Role of TRAP1 and estrogen receptor alpha in patients with ovarian cancer -A study of the OVCAD consortium

Background: The role of the tumor necrosis factor receptor associated protein 1 (TRAP1) - supposed to be involved in protection of cells from apoptosis and oxidative stress - has just started to be investigated in ovarian cancer. TRAP1 has been shown to be estrogen up-regulated in estrogen receptor alpha (ER alpha) positive ovarian cancer cells. The clinical impact of TRAP1 is not clear so far and the significance of ER alpha expression as therapeutic and prognostic marker is still controversial. Therefore, we investigated the importance of TRAP1 together with ER alpha in regard to clinicopathological parameters, chemotherapy response, and survival. Methods and results: Expressions of TRAP1 and ER alpha were evaluated by immunohistochemical staining of tissue microarrays comprised of 208 ovarian cancer samples. TRAP1 was highly expressed in 55% and ER alpha was expressed in 52% of all cases.

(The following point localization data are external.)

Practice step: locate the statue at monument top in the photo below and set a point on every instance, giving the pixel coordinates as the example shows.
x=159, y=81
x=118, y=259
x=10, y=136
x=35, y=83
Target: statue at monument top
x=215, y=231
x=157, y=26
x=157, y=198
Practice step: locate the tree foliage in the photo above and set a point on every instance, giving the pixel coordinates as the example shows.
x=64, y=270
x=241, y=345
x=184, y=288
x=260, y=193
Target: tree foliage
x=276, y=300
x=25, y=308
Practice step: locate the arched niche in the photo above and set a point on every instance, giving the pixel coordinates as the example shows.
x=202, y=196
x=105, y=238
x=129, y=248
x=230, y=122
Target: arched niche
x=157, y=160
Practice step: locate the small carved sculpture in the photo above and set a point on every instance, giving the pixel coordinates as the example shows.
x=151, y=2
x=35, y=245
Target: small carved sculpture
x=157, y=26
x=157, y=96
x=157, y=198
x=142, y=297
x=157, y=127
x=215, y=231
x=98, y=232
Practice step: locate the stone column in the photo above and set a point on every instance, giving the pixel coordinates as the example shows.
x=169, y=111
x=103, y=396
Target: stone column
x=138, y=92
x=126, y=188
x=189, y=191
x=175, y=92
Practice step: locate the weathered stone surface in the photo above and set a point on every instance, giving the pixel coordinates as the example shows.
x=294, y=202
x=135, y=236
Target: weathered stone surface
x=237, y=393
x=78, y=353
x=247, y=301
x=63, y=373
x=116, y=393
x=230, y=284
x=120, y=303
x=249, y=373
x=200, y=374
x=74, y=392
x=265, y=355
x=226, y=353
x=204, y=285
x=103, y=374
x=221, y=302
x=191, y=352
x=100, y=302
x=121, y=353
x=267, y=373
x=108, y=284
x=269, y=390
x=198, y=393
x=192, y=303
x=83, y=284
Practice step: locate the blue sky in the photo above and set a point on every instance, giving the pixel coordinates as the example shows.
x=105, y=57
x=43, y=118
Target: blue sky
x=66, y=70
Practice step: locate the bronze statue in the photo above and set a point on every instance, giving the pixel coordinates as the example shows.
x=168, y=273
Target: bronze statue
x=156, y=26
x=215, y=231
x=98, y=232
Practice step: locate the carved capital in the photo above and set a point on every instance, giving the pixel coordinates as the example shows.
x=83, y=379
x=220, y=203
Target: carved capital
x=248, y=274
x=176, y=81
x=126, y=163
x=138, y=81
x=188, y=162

High TRAP1 expression correlated significantly with ER alpha (p < 0.001) but high TRAP1 expression was also found in 42% of ER alpha negative cases. High TRAP1 expression correlated significantly with favorable chemotherapy-response (HR = 0.48; 95%CI 0.24-0.96, p=0.037) and showed a significant impact on overall survival (OS) (HR = 0.65; 95%CI 0.43-0.99, p = 0.044). ER alpha expression was a favorable prognostic factor for OS in univariate and multivariate analyses. Interestingly, the combined pattern (ER alpha positive and/or TRAP1-high) revealed the strongest independent and significant positive influence on OS (HR = 0.41; 95%CI 0.27-0.64). Conclusion: Immunohistochemical evaluation of TRAP1 together with ER alpha provides significant prognostic information. TRAP1 alone is significantly associated with chemotherapy response and overall survival, rendering TRAP1 as interesting scientific and therapeutic target.